How much do you know of what there is to know?
Bruce Hawthorne (DBA ’22) went for his doctorate in business administration out of curiosity.
After a full career practicing law in a large firm and C-suite roles at three big companies, Hawthorne decided his next phase would be diving into the academic side of issues he’d faced as a practitioner. He entered the Doctor of Business Administration (DBA) program at the University of Florida Warrington College of Business with an interest in why scholars and business leaders don’t interact very much – a phenomena he noticed during C-suite meetings with his former colleagues.
“Companies will solve their problems, but they don’t regularly make use of academia,” he explained. “You’d think it’d be natural to reach into the scholarship, otherwise you have to reinvent it yourself.”
Many of the problems businesses face aren’t new; companies have been dealing with them for decades, and scholars have been studying them for just as long. Making use of academic research means executive teams should be able to reach proven solutions faster. But with so much information to sift through, how can they do so without the help of those who stay on top of the ever-evolving scholarly library? Hawthorne’s career experience helped guide him toward an answer.
Hawthorne says that as a practitioner he embraced a philosophy that leadership is about getting others to want to do what you need them to do, and found that by combining the principles of empowerment, transparency and information availability he could achieve superior solutions. He also regularly spoke to practitioners on these issues and came to view his approach as a form of inclusive leadership.
The UF DBA program provided Hawthorne with the opportunity to help close the gap between business leaders and scholars, meeting his expectation that scholars would be well-familiar with the approaches that had served him so well as a practitioner. By joining the academic side he was able to use his newly developed skills to observe how scholars had developed corresponding solutions.
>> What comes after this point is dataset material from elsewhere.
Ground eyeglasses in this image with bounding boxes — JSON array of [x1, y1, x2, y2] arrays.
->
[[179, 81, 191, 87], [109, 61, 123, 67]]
This approach guided Hawthorne’s research as a doctoral student, and he quickly recognized that several leadership literatures provided support and explanations for his leadership philosophy, while other literatures explored and confirmed the role of empowerment and transparency as predictors of workplace outcomes. On the other hand, while he found that information was an often-discussed topic across literatures, there wasn’t much research exploring the relationship between peoples’ information availability and their workplace outcomes. This provided the principal research motivation that has guided Hawthorne for the last several years.
Hawthorne says his research began by pulling together strands of research that he found in multiple literatures that had evolved separately from each other, but explored the role of information availability as a driver of workplace outcomes in different contexts. This inspired the thought that each of these foundational literatures were really looking at the same underlying variable and led Hawthorne to propose a new theory of contextual information availability in his dissertation – including a new measurement construct – which explains that variability in the information available to people in their work situations is an important predictor of their workplace outcomes. The dissertation begins: “To understand why people do the things they do it is important to examine the extent to which they know, or think they know, what there is to know.”
Hawthorne has continued his research as a visiting scholar at UF and has two articles in the publication process. The first is a paper entitled “Re-exploring the Antecedents of Proactivity at Work” and was published earlier this month in the Management Review Quarterly. Among other things, it reports evidence that contextual information availability is an antecedent of proactivity and offers a comprehensive proactivity model that updates prior research. The second paper is in its second stage of peer review at the Journal of Trust Research and reports a study of the relationships between peoples’ contextual information availability and their co-worker trust outcomes.
Taking 50 years of career experience with him into the DBA program equipped Hawthorne to immediately dive into information sharing and other topics that had interested him for decades. It also enabled him to be a unique contributor in his cohort. Hawthorne has witnessed all that has changed in business since earning his MBA and juris doctorate in the 70s, including the technology available to business students. In his day, computers and handheld calculators weren’t available at universities, restricting him to instruments like sliderules – several of which are on display in the Fisher School of Accounting’s museum. When a faculty member pointed this out to Hawthorne, they shared a good laugh.
“Interacting both with faculty and colleagues in the cohort was wonderful,” he said. “People at UF have given me a whole new bag of tools and given me the credibility to share [my] ideas in the world of academic literature.”